California imposed a regional stay-at-home order Sunday mandating that gyms in counties where Covid-19 cases are rising “stop indoor operations,” although outdoor gyms may continue to operate with social distancing.
“We know we’re not out of the woods yet. There might be another three or four months of really hunkering down,” Long said.
PPP helped — but more aid is needed
To get through the crisis, some gym owners have relied on help from the federal government. Orangetheory franchisees took out forgivable loans from the Paycheck Protection Program, which lent more than $500 billion to small businesses between April and August. However, PPP stopped taking applications in August.
“It was definitely a helpful stopgap. Unfortunately, because of the length of what’s happened, it really wasn’t enough,” said Long. “Another round would not just sustain Orangetheory, but fitness brands in general through another wave.”
The bipartisan relief package being negotiated in Washington this week includes funding for additional PPP loans.
Though coronavirus vaccines could be authorized within days, Long said Orangetheory is modeling very conservatively for 2021. The goal is for revenue to total 55% to 65% of 2019 levels.
“We’ll still be in a position to bounce back even if this extends through the back half of next year,” Long said.
Can virtual training substitute for in-person workouts?
To get through the winter, Orangetheory will lean heavily on technology.
In Canada, the company recently rolled out OT Live, a virtual platform that allows members to get real-time training and motivation from coaches who can see their workouts and even their heart rates. Members can choose who in the virtual class can see them.
“It gives you the same flavor and feel of being in a studio,” said Long. “Our bread-and-butter is live coaching. Members want to be accountable for a certain time and be motivated and supported.”

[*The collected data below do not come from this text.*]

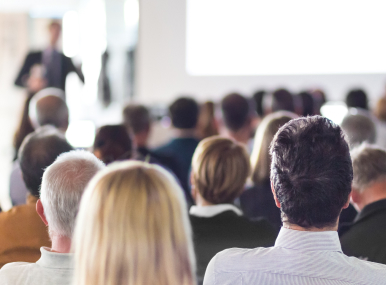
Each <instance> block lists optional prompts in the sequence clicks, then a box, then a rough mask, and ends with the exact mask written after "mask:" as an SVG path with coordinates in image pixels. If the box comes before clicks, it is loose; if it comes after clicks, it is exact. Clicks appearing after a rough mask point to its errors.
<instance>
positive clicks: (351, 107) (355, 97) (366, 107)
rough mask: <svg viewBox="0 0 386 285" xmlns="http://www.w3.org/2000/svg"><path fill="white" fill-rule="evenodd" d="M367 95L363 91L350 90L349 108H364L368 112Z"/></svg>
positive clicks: (349, 96) (349, 93)
mask: <svg viewBox="0 0 386 285" xmlns="http://www.w3.org/2000/svg"><path fill="white" fill-rule="evenodd" d="M367 102H368V100H367V95H366V93H365V91H363V90H362V89H353V90H350V91H349V92H348V94H347V96H346V105H347V107H349V108H362V109H365V110H368V108H369V107H368V105H367Z"/></svg>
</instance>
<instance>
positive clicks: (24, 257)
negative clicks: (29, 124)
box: [0, 126, 72, 266]
mask: <svg viewBox="0 0 386 285" xmlns="http://www.w3.org/2000/svg"><path fill="white" fill-rule="evenodd" d="M70 150H72V147H71V146H70V145H69V144H68V142H67V141H66V139H65V138H64V136H63V134H62V133H60V132H58V131H57V130H56V129H55V128H53V127H50V126H45V127H42V128H40V129H38V130H36V131H35V132H33V133H31V134H29V135H28V136H27V137H26V138H25V140H24V142H23V144H22V146H21V148H20V151H19V161H20V168H21V172H22V176H23V180H24V182H25V185H26V186H27V189H28V191H29V192H30V194H29V195H28V197H27V204H26V205H20V206H16V207H13V208H12V209H11V210H9V211H8V212H4V213H0V233H1V234H0V266H3V265H4V264H5V263H9V262H15V261H25V262H36V261H37V260H38V259H39V257H40V247H42V246H46V247H50V246H51V242H50V239H49V237H48V233H47V230H46V227H45V225H44V223H43V222H42V221H41V219H40V218H39V216H38V214H37V213H36V210H35V207H36V206H35V205H36V202H37V200H38V199H39V187H40V184H41V180H42V176H43V172H44V169H45V168H46V167H48V166H49V165H50V164H52V163H53V162H54V161H55V159H56V157H57V156H58V155H60V154H61V153H63V152H67V151H70Z"/></svg>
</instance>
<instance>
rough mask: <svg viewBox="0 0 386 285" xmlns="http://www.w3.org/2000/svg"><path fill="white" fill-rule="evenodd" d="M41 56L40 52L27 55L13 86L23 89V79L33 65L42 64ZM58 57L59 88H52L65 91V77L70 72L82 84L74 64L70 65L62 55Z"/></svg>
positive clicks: (52, 86) (62, 54)
mask: <svg viewBox="0 0 386 285" xmlns="http://www.w3.org/2000/svg"><path fill="white" fill-rule="evenodd" d="M42 55H43V52H42V51H37V52H30V53H28V54H27V56H26V58H25V60H24V63H23V66H22V68H21V70H20V72H19V74H18V75H17V77H16V80H15V85H17V86H20V87H25V86H24V84H23V83H24V82H23V80H24V77H25V76H26V75H27V76H28V74H29V72H30V69H31V67H32V66H34V65H35V64H41V63H42ZM60 56H61V61H62V65H61V69H62V72H61V77H62V78H61V83H60V86H54V87H58V88H60V89H62V90H65V87H66V77H67V75H68V74H69V73H70V72H73V71H74V72H76V74H78V76H79V79H80V80H81V81H82V82H84V76H83V74H82V72H81V71H80V70H78V69H76V68H75V66H74V64H73V63H72V60H71V58H69V57H67V56H65V55H64V54H63V53H60ZM47 87H53V86H47Z"/></svg>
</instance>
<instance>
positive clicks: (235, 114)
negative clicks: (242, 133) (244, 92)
mask: <svg viewBox="0 0 386 285" xmlns="http://www.w3.org/2000/svg"><path fill="white" fill-rule="evenodd" d="M221 110H222V114H223V120H224V124H225V126H226V127H227V128H228V129H229V130H231V131H234V132H236V131H238V130H239V129H241V128H242V127H243V126H245V124H246V123H247V122H248V119H249V118H250V116H249V115H250V114H249V103H248V100H247V99H246V98H245V97H244V96H241V95H240V94H238V93H231V94H229V95H227V96H225V97H224V99H222V101H221Z"/></svg>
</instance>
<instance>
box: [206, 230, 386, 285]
mask: <svg viewBox="0 0 386 285" xmlns="http://www.w3.org/2000/svg"><path fill="white" fill-rule="evenodd" d="M385 242H386V241H385ZM228 284H229V285H230V284H232V285H248V284H251V285H252V284H253V285H255V284H270V285H276V284H296V285H300V284H307V285H308V284H326V285H327V284H328V285H338V284H339V285H348V284H366V285H372V284H386V265H383V264H377V263H373V262H368V261H363V260H360V259H357V258H355V257H348V256H346V255H344V254H343V253H342V249H341V246H340V242H339V238H338V234H337V232H335V231H324V232H310V231H296V230H290V229H286V228H281V230H280V233H279V236H278V237H277V239H276V242H275V246H274V247H269V248H255V249H239V248H232V249H227V250H224V251H222V252H220V253H218V254H217V255H216V256H215V257H213V259H212V260H211V261H210V263H209V265H208V267H207V269H206V273H205V278H204V285H228Z"/></svg>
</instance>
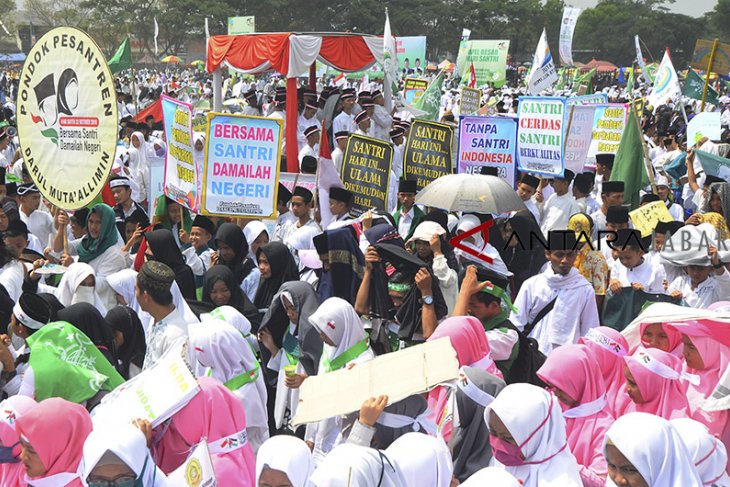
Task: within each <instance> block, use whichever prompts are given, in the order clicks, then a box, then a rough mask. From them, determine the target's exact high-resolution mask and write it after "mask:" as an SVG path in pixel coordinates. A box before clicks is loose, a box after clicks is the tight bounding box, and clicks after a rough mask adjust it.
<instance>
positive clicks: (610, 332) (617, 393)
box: [578, 326, 629, 417]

OT Live, which costs the same amount as a regular class, is launching in California next amid the return of health restrictions there. Long said the long-term strategy is to bundle virtual classes as part of the regular membership.
As for in-person classes, Orangetheory is stepping up cleaning procedures, requiring social distancing, shrinking class sizes and strongly urging members to wear masks in studios.
Wearing masks could make an already challenging fitness routine that much tougher, so Long said members are encouraged to “slowly ease” back into their workouts with them.
“We’re giving people options so if they don’t feel safe to come back, they can just wait for as long as they need to until they feel ready,” he said.
Orangetheory is betting people will eventually overcome their health concerns, especially as they look for release.
“The last nine months have been the most stressful time of most people’s lives,” Long said. “People need exercise and wellness more than ever.”